New York City had never seen anything quite like it. On July 28, 1917, between the buildings and businesses of Fifth Avenue, roughly 10,000 black citizens made their way down the street. Handwritten signs protesting racial discrimination and violence emerged from the sea of marchers; police mingled with 20,000 onlookers, ready to intervene at the first sign of trouble. Whose defense they might come to was in question.

Known as the Silent Parade, the event was the first of its kind on American soil—a heavily publicized, massive, and organized condemnation of civil rights violations that had been plaguing the country. In 1916, black farmer Jesse Washington had been lynched in Waco, Texas; a mob scene in East St. Louis just weeks prior to the march saw upwards of 200 people killed.

To draw attention to these crimes, National Association for the Advancement of Colored People (NAACP) field secretary James Weldon Johnson rallied his Harlem branch to make a public spectacle of their anger. His word spread throughout the black community, and by 1 p.m. that day, Johnson was part of an ocean of citizens walking in silence to condemn the deplorable racism and white supremacist activities gripping American culture. The only sound heard was the beat of drums. Some onlookers wept.

The visual impact was augmented by their choice of apparel. The women and children wore white; the men wore black. Messages like "Thou shalt not kill" and "Your hands are full of blood" were written on signs. Some of them addressed President Woodrow Wilson, who they felt was failing to live up to campaign promises to make America a unified and tolerant nation.
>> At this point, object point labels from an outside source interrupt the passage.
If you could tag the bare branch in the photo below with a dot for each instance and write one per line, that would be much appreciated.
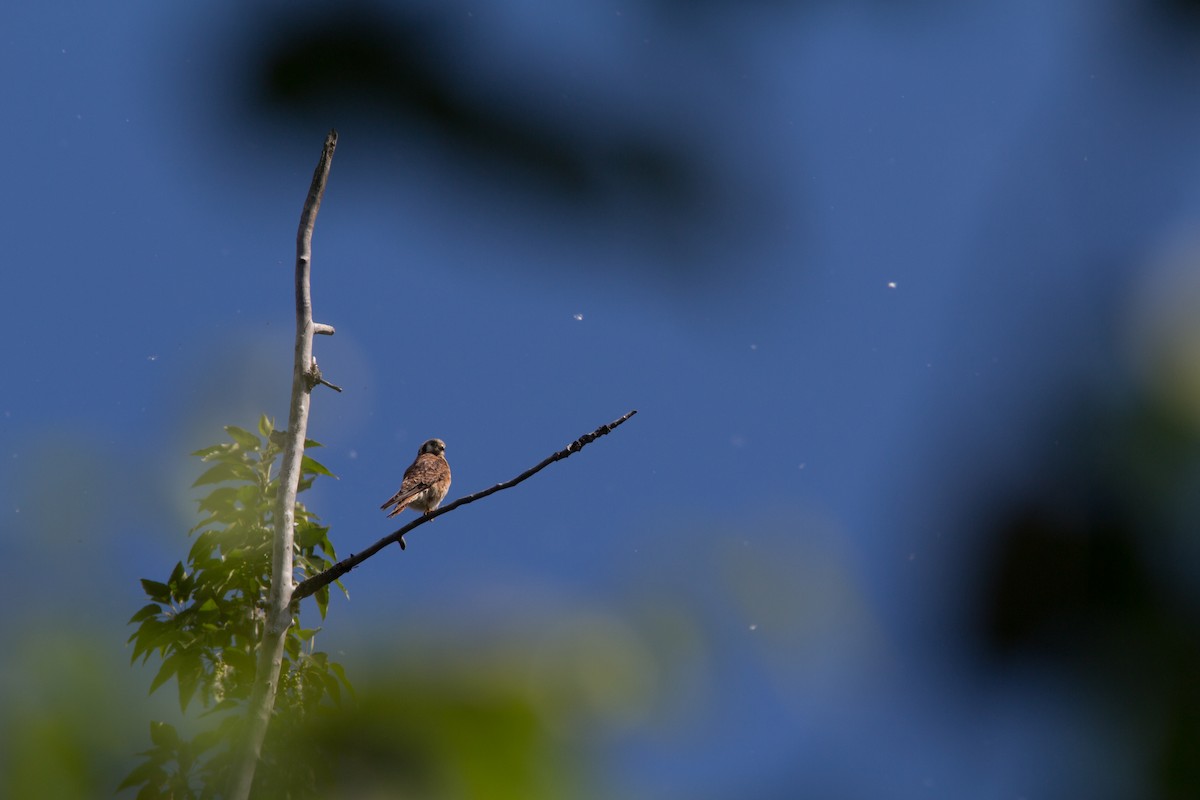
(312, 584)
(279, 614)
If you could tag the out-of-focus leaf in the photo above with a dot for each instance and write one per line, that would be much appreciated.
(163, 735)
(149, 609)
(168, 668)
(244, 437)
(315, 467)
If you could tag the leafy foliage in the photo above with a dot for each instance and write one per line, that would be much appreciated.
(205, 625)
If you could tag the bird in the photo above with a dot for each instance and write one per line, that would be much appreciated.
(425, 482)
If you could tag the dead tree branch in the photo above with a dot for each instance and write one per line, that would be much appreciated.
(316, 582)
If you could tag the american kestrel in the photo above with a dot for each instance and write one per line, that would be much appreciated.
(426, 481)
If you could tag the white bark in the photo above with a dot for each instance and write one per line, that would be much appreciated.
(279, 613)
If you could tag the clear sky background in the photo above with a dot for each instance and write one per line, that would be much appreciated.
(877, 277)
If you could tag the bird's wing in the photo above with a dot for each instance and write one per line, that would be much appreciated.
(419, 476)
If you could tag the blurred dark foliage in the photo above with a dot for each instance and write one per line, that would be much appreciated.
(637, 164)
(1084, 578)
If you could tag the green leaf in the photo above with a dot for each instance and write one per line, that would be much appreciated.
(187, 680)
(315, 467)
(148, 773)
(205, 452)
(209, 605)
(322, 597)
(168, 668)
(156, 591)
(244, 437)
(225, 471)
(163, 734)
(145, 612)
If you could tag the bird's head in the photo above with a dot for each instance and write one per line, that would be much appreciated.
(435, 446)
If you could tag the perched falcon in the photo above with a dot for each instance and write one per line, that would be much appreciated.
(426, 481)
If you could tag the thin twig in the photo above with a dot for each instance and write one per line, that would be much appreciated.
(333, 573)
(279, 617)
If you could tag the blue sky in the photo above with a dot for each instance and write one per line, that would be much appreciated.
(905, 238)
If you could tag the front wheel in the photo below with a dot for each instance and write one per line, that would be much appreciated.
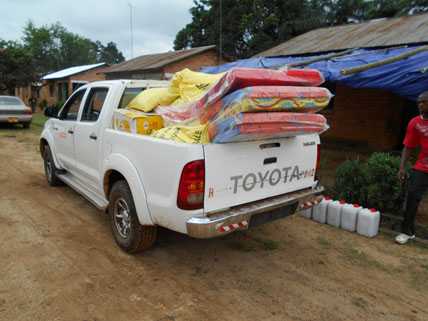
(26, 125)
(50, 169)
(129, 234)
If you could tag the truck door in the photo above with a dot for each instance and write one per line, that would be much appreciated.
(88, 138)
(63, 129)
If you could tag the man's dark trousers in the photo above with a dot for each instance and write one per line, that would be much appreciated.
(418, 185)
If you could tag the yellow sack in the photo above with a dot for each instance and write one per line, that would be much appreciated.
(137, 122)
(184, 134)
(150, 98)
(190, 85)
The peaceful demonstration began at 57th Street and ended at Madison Square Park, which saw the assembly cheer out of a sense of victory. Displaying a mixture of benevolence and mourning, they had demonstrated that the black community would not stand passively while being victimized. Today, the Silent Parade—which is being remembered with a Google Doodle to commemorate its 100th anniversary—is recognized as being a pioneering step in the struggle to achieve equality for all.